14. Sır Perdesi

9K 270 1
                                    

Sır senin esirindir, onu söylediğin zaman, sen onun esiri olursun demişler. Peki Bengi konağındaki sırlar nelerdi, kimler o sırların esiriydi.

Kapının tıklatılıp açılmasıyla kafamı kaldırdım. Yaren elinde bir paket ile içeri girdi. Masanın önündeki koltuklardan birine oturtarak elindeki paketi masaya bıraktı.

"Bu sana gelmiş."

Selinin gönderdiği dosyalar olmalıydı. Paketi elime alarak yavaşça açtım. İçinden çıkan kağıtların toplandığı dosyayı aldım.

Bengi Ailesi

Başlık buydu. Paketin içinde başka birşey var mı diye bakarken küçük bir not kağıdı buldum. Elime aldığımda üstünde yazan şeyleri okumaya başladım.

Bu aile kim bilmiyorum, neden araştırmamı istedin onu da bilmiyorum ama sen kolay kolay böyle birşey istemezsin. Birşey olursa bana haber ver.

Notu çekmeceye koyduğumda Yaren'in meraklı bakışları ile karşılaştım.

"Selin Yüzbaşıyı biliyorsun. Ondan birşey istemiştim. Onlar işte."

Anladığını belirtircesine kafa salladı ve önlüğünün cebinden çıkardığı telefonu ile ilgilenmeye başladı. O telefonu ile ilgilenirken bende Bengi ailesiyle ilgili gerçekleri öğrenmeye başladım.
..

Selinin gönderdiği dosyadaki bilgileri öğrendikçe şaşırıyordum. Adar'ın bir ablası ve bir abisi daha varmış. Ablası ölmüş ancak abisi hakkında bir bilgi yoktu. Adar ve abisi arasında bir yaş vardı, ablasıyla ise üç yaş.

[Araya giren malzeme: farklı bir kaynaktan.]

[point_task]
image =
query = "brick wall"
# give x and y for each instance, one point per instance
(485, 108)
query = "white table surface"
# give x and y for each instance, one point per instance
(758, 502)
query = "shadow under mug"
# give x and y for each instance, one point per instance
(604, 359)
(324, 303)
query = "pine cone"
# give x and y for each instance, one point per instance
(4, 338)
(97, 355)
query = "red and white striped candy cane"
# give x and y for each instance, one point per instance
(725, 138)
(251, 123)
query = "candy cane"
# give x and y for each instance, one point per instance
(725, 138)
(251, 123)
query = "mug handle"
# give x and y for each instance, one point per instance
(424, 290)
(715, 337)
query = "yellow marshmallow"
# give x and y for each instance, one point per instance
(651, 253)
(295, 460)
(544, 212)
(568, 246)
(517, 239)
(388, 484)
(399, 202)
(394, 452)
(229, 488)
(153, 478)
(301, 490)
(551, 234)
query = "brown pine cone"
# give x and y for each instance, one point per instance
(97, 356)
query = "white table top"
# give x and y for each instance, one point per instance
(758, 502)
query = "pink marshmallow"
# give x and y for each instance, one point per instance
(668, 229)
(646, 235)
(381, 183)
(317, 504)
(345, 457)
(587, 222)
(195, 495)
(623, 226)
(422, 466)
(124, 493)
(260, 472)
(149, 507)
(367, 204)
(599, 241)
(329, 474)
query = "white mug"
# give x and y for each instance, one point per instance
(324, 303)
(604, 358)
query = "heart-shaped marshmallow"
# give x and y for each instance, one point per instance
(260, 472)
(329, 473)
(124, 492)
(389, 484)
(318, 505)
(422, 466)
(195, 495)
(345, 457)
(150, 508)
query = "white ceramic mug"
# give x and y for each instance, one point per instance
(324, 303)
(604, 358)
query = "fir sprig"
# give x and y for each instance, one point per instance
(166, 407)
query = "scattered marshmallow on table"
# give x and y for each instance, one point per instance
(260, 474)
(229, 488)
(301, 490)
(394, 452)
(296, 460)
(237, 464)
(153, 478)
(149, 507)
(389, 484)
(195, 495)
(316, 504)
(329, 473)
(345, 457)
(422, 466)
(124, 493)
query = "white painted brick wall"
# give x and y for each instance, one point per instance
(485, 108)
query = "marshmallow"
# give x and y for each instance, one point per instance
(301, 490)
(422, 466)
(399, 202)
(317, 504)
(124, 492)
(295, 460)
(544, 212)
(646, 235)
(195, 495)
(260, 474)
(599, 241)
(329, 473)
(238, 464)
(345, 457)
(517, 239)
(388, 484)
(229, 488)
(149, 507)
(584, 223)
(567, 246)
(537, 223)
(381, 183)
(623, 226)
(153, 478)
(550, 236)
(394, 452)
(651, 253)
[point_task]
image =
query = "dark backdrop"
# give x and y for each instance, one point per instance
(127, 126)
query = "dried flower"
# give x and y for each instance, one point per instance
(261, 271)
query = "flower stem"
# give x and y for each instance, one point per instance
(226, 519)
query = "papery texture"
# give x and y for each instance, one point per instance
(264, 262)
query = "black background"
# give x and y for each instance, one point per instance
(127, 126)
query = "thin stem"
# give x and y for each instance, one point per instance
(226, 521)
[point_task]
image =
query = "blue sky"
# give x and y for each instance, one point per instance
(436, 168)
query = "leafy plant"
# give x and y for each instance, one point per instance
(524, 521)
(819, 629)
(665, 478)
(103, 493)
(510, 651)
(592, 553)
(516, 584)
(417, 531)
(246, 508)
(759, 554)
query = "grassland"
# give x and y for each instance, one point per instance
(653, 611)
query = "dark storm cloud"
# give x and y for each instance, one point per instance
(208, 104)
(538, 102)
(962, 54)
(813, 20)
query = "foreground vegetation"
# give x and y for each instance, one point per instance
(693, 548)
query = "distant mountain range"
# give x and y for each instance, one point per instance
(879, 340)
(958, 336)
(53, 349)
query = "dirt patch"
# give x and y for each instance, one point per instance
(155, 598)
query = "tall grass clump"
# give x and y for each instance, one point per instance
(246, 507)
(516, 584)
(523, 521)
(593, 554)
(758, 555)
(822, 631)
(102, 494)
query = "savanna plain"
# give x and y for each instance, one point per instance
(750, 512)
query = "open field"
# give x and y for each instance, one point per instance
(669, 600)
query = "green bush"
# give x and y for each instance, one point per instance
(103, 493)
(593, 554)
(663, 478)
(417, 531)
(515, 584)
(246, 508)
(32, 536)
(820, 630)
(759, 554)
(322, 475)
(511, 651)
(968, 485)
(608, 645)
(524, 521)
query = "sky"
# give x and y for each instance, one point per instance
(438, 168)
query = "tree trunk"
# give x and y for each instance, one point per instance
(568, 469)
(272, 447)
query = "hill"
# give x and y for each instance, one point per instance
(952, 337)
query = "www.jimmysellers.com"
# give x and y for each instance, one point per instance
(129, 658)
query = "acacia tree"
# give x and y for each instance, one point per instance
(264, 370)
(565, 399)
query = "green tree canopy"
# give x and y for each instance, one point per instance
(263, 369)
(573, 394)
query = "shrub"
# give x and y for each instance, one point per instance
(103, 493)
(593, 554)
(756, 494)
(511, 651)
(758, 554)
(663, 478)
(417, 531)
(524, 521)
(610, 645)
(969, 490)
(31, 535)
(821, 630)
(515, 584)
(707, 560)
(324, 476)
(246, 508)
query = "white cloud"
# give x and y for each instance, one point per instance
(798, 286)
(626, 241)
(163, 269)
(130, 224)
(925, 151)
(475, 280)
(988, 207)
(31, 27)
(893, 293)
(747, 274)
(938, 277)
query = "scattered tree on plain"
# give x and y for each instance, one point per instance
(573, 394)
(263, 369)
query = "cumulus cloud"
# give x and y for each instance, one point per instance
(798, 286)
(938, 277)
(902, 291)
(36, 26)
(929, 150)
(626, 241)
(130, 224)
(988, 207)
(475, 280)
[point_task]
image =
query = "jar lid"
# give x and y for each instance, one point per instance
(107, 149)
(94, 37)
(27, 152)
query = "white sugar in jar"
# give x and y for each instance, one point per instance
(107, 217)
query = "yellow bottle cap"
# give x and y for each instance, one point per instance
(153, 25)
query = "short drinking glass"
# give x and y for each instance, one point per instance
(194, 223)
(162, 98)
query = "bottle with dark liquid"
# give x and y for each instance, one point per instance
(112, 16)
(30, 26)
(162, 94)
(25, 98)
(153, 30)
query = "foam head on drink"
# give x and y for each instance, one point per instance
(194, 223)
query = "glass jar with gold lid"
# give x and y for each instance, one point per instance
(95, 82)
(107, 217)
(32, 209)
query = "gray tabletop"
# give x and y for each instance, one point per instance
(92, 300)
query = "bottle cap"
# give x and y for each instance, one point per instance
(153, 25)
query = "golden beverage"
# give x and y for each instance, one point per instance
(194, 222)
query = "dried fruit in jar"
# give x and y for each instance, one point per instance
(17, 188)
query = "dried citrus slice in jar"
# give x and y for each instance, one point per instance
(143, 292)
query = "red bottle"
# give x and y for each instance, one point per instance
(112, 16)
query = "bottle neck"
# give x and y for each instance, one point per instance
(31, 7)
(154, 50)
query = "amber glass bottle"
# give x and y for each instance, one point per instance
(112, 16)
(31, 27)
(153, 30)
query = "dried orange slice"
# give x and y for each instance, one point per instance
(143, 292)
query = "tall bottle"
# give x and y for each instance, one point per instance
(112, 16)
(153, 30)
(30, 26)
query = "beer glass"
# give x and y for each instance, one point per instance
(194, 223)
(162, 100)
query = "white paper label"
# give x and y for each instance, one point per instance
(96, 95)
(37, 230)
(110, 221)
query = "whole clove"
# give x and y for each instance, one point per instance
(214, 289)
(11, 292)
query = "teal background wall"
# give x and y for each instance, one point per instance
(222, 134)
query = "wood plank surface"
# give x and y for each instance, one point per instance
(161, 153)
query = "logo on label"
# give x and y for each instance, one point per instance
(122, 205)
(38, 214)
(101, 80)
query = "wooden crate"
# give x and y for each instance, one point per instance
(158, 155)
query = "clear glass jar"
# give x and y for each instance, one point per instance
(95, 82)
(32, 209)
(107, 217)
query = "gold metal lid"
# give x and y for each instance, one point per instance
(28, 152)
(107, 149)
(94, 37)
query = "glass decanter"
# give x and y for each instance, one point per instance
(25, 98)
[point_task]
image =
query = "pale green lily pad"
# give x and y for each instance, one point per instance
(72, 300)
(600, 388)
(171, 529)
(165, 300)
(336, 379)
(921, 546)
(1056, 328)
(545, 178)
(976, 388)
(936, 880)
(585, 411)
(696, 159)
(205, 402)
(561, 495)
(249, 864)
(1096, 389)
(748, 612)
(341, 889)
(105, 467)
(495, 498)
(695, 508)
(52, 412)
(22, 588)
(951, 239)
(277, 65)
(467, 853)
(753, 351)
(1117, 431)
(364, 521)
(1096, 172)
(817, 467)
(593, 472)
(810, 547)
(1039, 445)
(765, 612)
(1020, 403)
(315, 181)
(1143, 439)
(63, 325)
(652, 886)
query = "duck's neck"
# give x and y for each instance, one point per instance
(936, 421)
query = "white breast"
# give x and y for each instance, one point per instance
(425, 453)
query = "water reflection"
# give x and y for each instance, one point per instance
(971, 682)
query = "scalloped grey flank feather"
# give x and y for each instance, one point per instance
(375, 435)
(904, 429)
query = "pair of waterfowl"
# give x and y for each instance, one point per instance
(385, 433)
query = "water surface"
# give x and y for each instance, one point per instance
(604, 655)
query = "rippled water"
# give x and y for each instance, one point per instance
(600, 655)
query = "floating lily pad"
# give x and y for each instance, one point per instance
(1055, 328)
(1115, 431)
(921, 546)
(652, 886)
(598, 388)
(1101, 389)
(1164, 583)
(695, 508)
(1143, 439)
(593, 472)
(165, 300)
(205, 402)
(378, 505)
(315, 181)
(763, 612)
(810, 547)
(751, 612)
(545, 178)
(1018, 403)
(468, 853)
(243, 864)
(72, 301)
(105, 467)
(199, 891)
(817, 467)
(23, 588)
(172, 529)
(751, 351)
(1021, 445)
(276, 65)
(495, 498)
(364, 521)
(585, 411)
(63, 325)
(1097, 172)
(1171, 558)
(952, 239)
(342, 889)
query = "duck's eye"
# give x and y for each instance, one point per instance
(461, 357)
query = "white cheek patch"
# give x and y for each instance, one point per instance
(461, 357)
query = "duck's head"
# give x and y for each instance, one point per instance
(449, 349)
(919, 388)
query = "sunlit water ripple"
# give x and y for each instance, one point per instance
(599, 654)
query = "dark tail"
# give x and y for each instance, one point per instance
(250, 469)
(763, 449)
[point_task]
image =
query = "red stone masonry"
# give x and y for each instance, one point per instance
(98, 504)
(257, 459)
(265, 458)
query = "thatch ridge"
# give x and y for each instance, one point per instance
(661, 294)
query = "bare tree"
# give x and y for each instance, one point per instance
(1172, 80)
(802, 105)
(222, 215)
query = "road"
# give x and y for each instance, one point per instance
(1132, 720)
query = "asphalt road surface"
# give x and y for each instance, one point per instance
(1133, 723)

Ablasının bir kızı varmış ancak onun da nerede olduğu muammaydı. Eğer yaşıyorsa şu anda altı yaşında olması gerekiyordu.

Kapının birden açılmasıyla kafam oraya döndü. Yasin gelmişti.

"Yenge hanım işiniz bittiyse çıkalım mı?"

Önümdeki dosyaları ona birşey fark ettirmeden toplayarak çekmeceye koydum. Gerekli birkaç dosyayı bilgisayar ile birlikte çantaya koydum. Üstümdeki önlüğü çıkartıp askıya astığımda çantamı ve bilgisayar çantasını alarak odadan çıktım.

Karşıdan gelen Yaren yanımda durduğunda cebimden odanın anahtarını çıkartıp ona uzattım.

"İşin bitince kilitle kapıyı."

Bana kafa sallayarak içeri girince bende çıkışa doğru ilerlemeye başladım. Arkamda ki Yasin bir saniye olsun yanımdan ayrılmıyordu.

Hastane bahçesine çıkınca gözlerim arabamı aradı ama sonra sabah işe Adar'ın bıraktığı gelince ümitsizce Yasin'e döndüm. O da anlamış gibi siyah bir arabaya doğru ilerledi ve cebinden çıkardığı anahtar ile arabayı açtı. Arkasından ilerleyerek arka koltuğa bindim ve o da öndeki sürücü koltuğuna binerek sürmeye başladı.

Yola o kadar odaklanmıştım ki çalan telefonun sesini Yasin'in söylemesiyle anca duymuştum. Çantamda ki telefonu çıkartarak ekrana baktığımda Banu yengemin aradığını gördüm. Çağrıyı yanıtlayarak kulağıma doğru götürdüm.

"Yengem, nasılsın kuzum."

Her zaman ki gibi sesinde ılıman bir tim vardı.

"İyiyim, sen nasılsın. Herkes iyi mi?"

"Akdoğan ailesi bomba gibi kuzucum."

"Hayırlı bir haber mi var yoksa?"

"Olmaz olur mu, Bihar hamile."

"Çok sevindim. En kısa zamanda yanınıza geleceğim. Özledim sizi."

"Bizde seni çok özledik. Gerçi yokluğunu aratmayan bir Rüzgar var. Sanki işi gücü yokmuş gibi hep senin yanındaymış."